Board of Patent Appeals and Interferences
Patent and Trademark Office (P.T.O.)
*1 EX PARTE MICHAEL B. SPORN AND ANITA B. ROBERTS
Appeal No. 88-3036
November 10, 1988
HEARD: October 17, 1988
Application for Patent filed February 16, 1984, Serial No. 581,021, which is a Division of Serial No. 500,833, filed June 3, 1983, now abandoned, which is a Continuation-in-part of Serial No. 468,590, filed February 22, 1983, now abandoned, which is a Continuation-in-part of Serial No. 423,203, filed September 24, 1982, now abandoned. Repair Of Tissue in Animals.
Marvin R. Stern, et al., for appellants
Supervisory Primary Examiner--John Kight
Before Serota
Chairman
Tarring and W. Smith
Examiners-in-Chief
Tarring
Examiner-in-Chief
This is an appeal from the examiner's final rejection of claim 23, the only claim remaining in the case.

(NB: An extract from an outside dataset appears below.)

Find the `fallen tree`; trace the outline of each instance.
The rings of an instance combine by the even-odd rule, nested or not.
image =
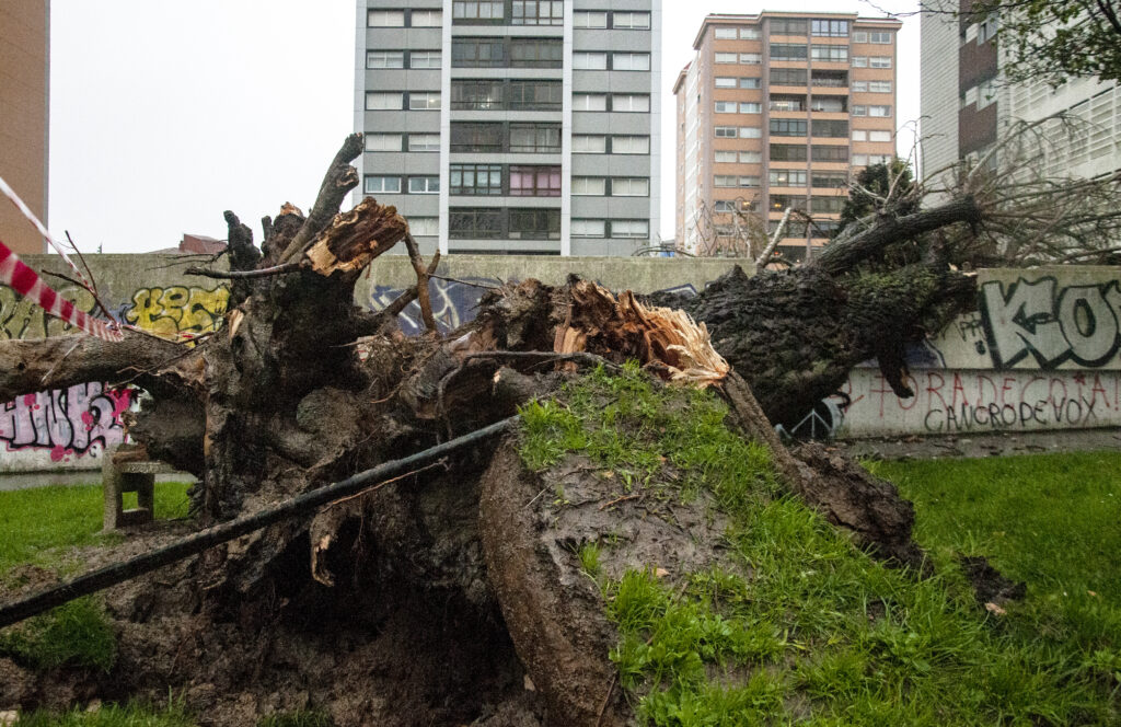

This application was the subject of a previous Board decision in Appeal No. 86-1316 which decision and opinion we incorporate by reference. In that decision, we reversed various rejections while affirming the rejections of all six of the claims therein under:
a) 35 U.S.C. 102 or 103 over Todaro; and
b) 35 U.S.C. 102 or 103 over Childs.
We further affirmed the rejection of four claims under 35 U.S.C. 112, first and second paragraphs, as being indefinite and unduly broad. The prior Board indicated that appellants could treat the affirmance of the above rejections as new grounds of rejection under 37 CFR 1.196(b) since the Board's reasons for affirming did not appear to have been clearly developed in the preceeding prosecution history. Appellants invoked the procedure permitted by 37 CFR 1.196(b) and continued prosecution before the examiner. That prosecution has resulted in the examiner dropping the rejection based on Childs. Appellants have limited their claims to the single claim, Claim 23, which provides:
23. An isolated, purified beta transforming growth factor (TGF-B), said growth factor being acid-stable, having an apparent molecular weight of 12,500 to 13,000 daltons on SDS-PAGE in the presence of a reducing agent and 25,000 to 26,000 daltons in the absence of a reducing agent, requiring epidermal growth factor when inducing non-neoplastic indicator cells (NRK cells) to form colonies in soft agar, being non-competitive with said epidermal growth factor for receptor binding, and having the following partial amino acid sequence in a subunit thereof:
Ala-Leu-Asp-Thr-Asn 5-Tyr-CMC-Phe-Ser-Ser 10-Thr-Glu-Lys-Asn-CMC-%r where CMC is Half-cystine or cysteine, determined as S-carboxy-methylcysteine.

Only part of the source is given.